- RABAT (Reuters) - Sudanese President Omar Hassan al-Bashir on Thursday
lashed out at the U.S. administration, saying it was dominated by ``Zionists''
working to undermine his country. He also accused Washington of preventing
the U.N. Security Council from sending a fact-finding mission to Khartoum
to verify Sudanese claims that a pharmaceutical plant flattened by by U.S.
cruise missiles last month did not produce chemical weapons as the United
States had said. ``The American aggression was made because the United
States is under the full domination of Zionist forces,'' Bashir told a
news conference in Rabat at the end of a three-day working visit to Morocco.
``In fact, the Jews control all decision-making centres in the United States.
The Secretary of State, Defence Secretary, National Security Adviser, leaders
of the foreign, security and the CIA (Central Intelligence Agency) are
all Jews. ``Perhaps the only person who is not a Jew is the president.
But then, he is in an unenviable position and has been looking for any
way out of his predicament,'' he added referring the sex scandal now rocking
Bill Clinton's presidency. ``He (Clinton) has ordered the attack to change
the news headlines and also to fulfill Zionist wishes against Sudan which
rejects the Zionist and American policies,'' he added. Washington, accusing
Khartoum of sponsoring terrorism, has pushed for U.N. sanctions on Sudan
for refusing to hand over suspects in the failed assassination attempt
against Egyptian President Hosni Mubarak in Addis Ababa in June 1996. Bashir
said the U.S. had also prevented the World Bank from pursuing its aid programme
which he described as a main source for hard currencies in his impoverished
country. ``We have learned to rely on ourselves... In July, Sudan will
enter a new stage as oil exports become an important feature of the national
economic,'' he said, adding that exports will start initially at 150,000
barrels per day.

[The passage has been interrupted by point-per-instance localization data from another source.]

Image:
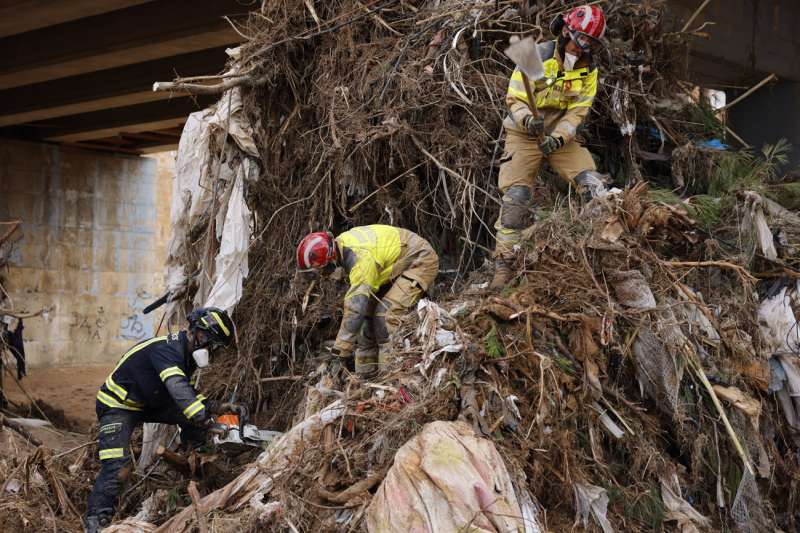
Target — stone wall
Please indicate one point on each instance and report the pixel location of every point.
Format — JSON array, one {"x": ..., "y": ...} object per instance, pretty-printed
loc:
[{"x": 95, "y": 228}]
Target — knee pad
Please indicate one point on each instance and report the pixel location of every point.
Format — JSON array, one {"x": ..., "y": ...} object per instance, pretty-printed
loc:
[
  {"x": 517, "y": 208},
  {"x": 590, "y": 183},
  {"x": 381, "y": 327}
]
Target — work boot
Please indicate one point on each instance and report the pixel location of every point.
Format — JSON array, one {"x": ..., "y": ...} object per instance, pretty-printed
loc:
[
  {"x": 95, "y": 524},
  {"x": 502, "y": 274},
  {"x": 385, "y": 357}
]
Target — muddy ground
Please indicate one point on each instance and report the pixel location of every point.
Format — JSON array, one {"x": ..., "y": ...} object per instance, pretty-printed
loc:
[{"x": 70, "y": 389}]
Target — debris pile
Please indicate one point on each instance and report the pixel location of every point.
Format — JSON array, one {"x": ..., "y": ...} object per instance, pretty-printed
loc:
[{"x": 627, "y": 379}]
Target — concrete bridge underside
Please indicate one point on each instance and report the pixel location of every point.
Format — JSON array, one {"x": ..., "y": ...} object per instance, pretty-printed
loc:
[{"x": 80, "y": 72}]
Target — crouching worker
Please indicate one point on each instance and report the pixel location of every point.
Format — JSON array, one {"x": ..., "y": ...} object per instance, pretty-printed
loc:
[
  {"x": 388, "y": 269},
  {"x": 563, "y": 98},
  {"x": 154, "y": 382}
]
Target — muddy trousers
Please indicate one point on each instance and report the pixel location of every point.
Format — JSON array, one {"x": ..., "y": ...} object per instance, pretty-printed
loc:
[
  {"x": 519, "y": 167},
  {"x": 114, "y": 435},
  {"x": 386, "y": 311}
]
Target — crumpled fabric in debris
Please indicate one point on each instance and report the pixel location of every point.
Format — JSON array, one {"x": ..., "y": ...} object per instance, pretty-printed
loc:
[
  {"x": 757, "y": 220},
  {"x": 202, "y": 174},
  {"x": 678, "y": 509},
  {"x": 446, "y": 479},
  {"x": 781, "y": 334},
  {"x": 231, "y": 262},
  {"x": 591, "y": 500},
  {"x": 437, "y": 333},
  {"x": 632, "y": 290}
]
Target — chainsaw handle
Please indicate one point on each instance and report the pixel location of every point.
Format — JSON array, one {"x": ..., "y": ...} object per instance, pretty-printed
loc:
[{"x": 529, "y": 93}]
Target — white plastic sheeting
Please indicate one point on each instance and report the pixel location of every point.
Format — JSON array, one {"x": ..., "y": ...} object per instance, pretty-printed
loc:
[
  {"x": 231, "y": 262},
  {"x": 209, "y": 179}
]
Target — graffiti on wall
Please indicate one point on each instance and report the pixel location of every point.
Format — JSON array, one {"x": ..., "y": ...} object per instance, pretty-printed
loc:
[{"x": 136, "y": 325}]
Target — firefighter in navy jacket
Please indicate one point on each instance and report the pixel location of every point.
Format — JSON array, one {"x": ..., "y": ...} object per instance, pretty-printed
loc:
[{"x": 154, "y": 382}]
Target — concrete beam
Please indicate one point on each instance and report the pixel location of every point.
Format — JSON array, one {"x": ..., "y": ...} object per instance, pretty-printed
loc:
[
  {"x": 145, "y": 32},
  {"x": 102, "y": 124},
  {"x": 103, "y": 89},
  {"x": 19, "y": 16}
]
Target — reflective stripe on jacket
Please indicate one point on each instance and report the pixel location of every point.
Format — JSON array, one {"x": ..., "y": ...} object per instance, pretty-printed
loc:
[
  {"x": 151, "y": 373},
  {"x": 562, "y": 98}
]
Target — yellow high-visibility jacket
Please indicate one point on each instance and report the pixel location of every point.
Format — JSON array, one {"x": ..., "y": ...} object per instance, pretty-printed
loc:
[{"x": 562, "y": 98}]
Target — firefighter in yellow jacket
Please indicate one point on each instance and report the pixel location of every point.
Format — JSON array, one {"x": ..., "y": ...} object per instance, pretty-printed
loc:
[
  {"x": 388, "y": 269},
  {"x": 563, "y": 98}
]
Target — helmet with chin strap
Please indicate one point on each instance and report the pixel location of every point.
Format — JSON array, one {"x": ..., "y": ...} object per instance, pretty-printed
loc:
[
  {"x": 585, "y": 25},
  {"x": 316, "y": 250},
  {"x": 215, "y": 323}
]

Washington has said the Khartoum facility produced key
ingredients for a deadly nerve agent and was financed by Saudi dissident
Osama Bin Laden, accused by U.S. of masterminding the August 7 bombing
of the U.S. embassies in Kenya and Tanzania. At least 263 people, including
12 Americans, were killed in the bombings. A senior Sudanese official told
Reuters that Bashir sought the support King Hassan of Morocco, a strong
ally of the United States in region, to persuade Washington to ``publicly
admit that the attack on the pharmaceutical plant was a mistake and therefore
should pay compensations.'' Asked whether he discussed the August 20 bombing
with the Moroccan monarch, Bashir said: ``We informed his majesty about
the injustice that has befallen Sudan... We left the matter up to him to
deal with it in the way he feels appropriate.'' Sudan's offer for an international
fact-finding mission enjoys the support of Russia, the Arab League, the
Non-Aligned Movement and the Organisation of African Unity, he said. ``We
have lost a factory plant, but in return, we have won the world public
opinion especially in the Arab, Islamic and African worlds that we would
have to spend hundreds of millions of dollars to get,'' he added.